There are 2 bars of gold-silver alloy; one piece has 2 parts of gold to 3 parts of silver and another has 3 parts of gold to 7 parts of silver. If both bars are melted into 8 kg bar with the final gold to silver ratio of 5:11. What was the weight of the first bar?
+128408 There are 2 bars of gold-silver alloy; one piece has 2 parts of gold to 3 parts of silver and another has 3 parts of gold to 7 parts of silver. If both bars are melted into 8 kg bar with the final gold to silver ratio of 5:11. What was the weight of the first bar?

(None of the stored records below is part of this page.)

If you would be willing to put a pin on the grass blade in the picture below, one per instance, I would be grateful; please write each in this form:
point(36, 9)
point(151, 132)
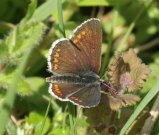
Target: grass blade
point(150, 95)
point(11, 93)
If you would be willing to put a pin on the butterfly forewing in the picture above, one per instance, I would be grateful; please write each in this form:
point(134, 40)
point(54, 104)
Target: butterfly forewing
point(77, 56)
point(88, 38)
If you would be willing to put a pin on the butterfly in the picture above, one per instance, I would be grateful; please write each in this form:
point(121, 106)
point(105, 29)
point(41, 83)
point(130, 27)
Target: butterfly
point(75, 64)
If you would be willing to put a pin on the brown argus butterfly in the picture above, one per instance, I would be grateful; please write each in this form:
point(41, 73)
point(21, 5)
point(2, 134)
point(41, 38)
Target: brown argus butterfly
point(75, 63)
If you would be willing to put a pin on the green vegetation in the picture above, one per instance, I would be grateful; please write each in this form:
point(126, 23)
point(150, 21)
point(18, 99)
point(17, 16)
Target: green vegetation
point(27, 30)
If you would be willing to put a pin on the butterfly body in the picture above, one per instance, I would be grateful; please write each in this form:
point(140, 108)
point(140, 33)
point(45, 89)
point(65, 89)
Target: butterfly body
point(84, 78)
point(75, 63)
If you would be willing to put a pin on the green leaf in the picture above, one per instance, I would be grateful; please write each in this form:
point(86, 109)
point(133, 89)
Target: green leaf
point(11, 129)
point(23, 36)
point(35, 119)
point(43, 11)
point(31, 9)
point(150, 95)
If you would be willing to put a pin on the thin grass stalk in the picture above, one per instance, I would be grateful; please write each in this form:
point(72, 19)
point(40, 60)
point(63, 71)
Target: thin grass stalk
point(149, 96)
point(8, 103)
point(71, 107)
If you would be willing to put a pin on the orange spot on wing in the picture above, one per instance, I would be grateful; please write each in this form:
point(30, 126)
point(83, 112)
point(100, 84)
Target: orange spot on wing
point(75, 41)
point(58, 50)
point(55, 66)
point(56, 55)
point(57, 90)
point(56, 60)
point(79, 36)
point(83, 32)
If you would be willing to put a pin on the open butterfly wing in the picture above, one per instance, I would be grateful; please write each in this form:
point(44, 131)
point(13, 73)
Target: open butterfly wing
point(79, 54)
point(85, 96)
point(88, 39)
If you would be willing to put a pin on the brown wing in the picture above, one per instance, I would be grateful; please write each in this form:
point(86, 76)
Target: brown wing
point(66, 58)
point(88, 38)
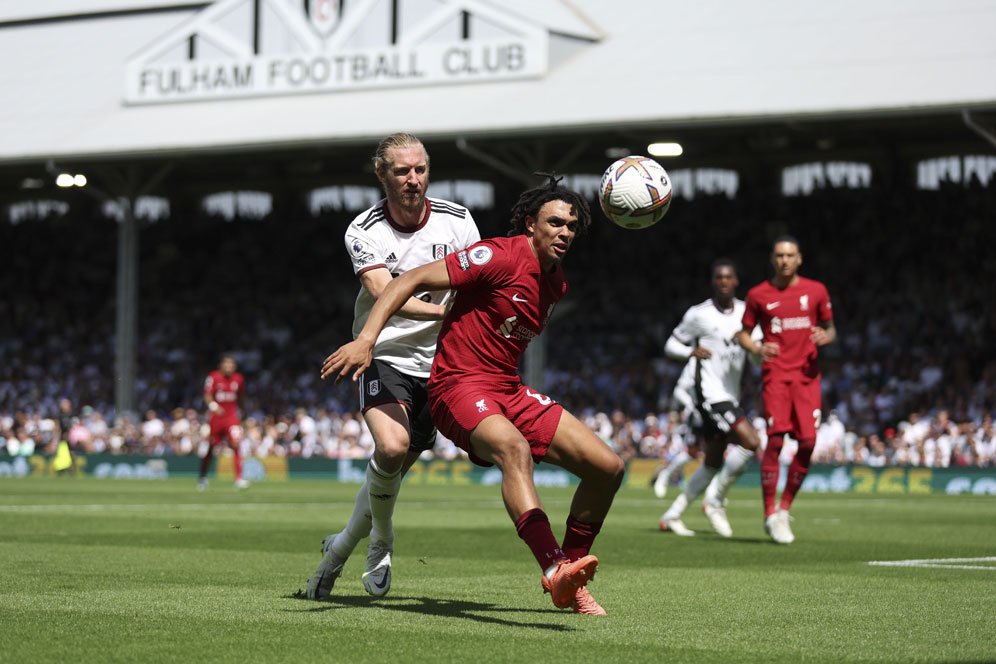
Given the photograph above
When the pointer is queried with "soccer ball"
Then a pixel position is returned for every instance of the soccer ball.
(635, 192)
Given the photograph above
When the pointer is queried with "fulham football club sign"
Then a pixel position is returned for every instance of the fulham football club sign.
(240, 48)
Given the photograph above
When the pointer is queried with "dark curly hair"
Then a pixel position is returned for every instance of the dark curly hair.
(532, 200)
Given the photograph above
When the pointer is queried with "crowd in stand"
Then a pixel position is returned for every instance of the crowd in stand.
(911, 380)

Here's the way I might go about this
Call the weight of the first bar = A
Then the weight of the second bar = 8 - A
If the ratio of gold to silver in the 8 kg bar = 5 : 11, then the weight of the gold must be
(5/16) * 8 = 2.5 kg
And the weight of silver in 8kg bar = 5.5 kg
And if the parts of gold to silver in the first bar = 2 : 3, then gold must be (2/5) of the weight of the first bar
And if the parts of gold to silver in the second bar = 3 : 7, then gold must be (3/10) of the weight of the second bar
So we have this equation
(2/5) (A) + (3/10) (8 - A) = 2.5
(4/10)A + 24/10 - (3/10)A = 2.5
(1/10A + 2.4 = 2.5
(1/10)A = 1/10
A = 1 kg = weight of 1st bar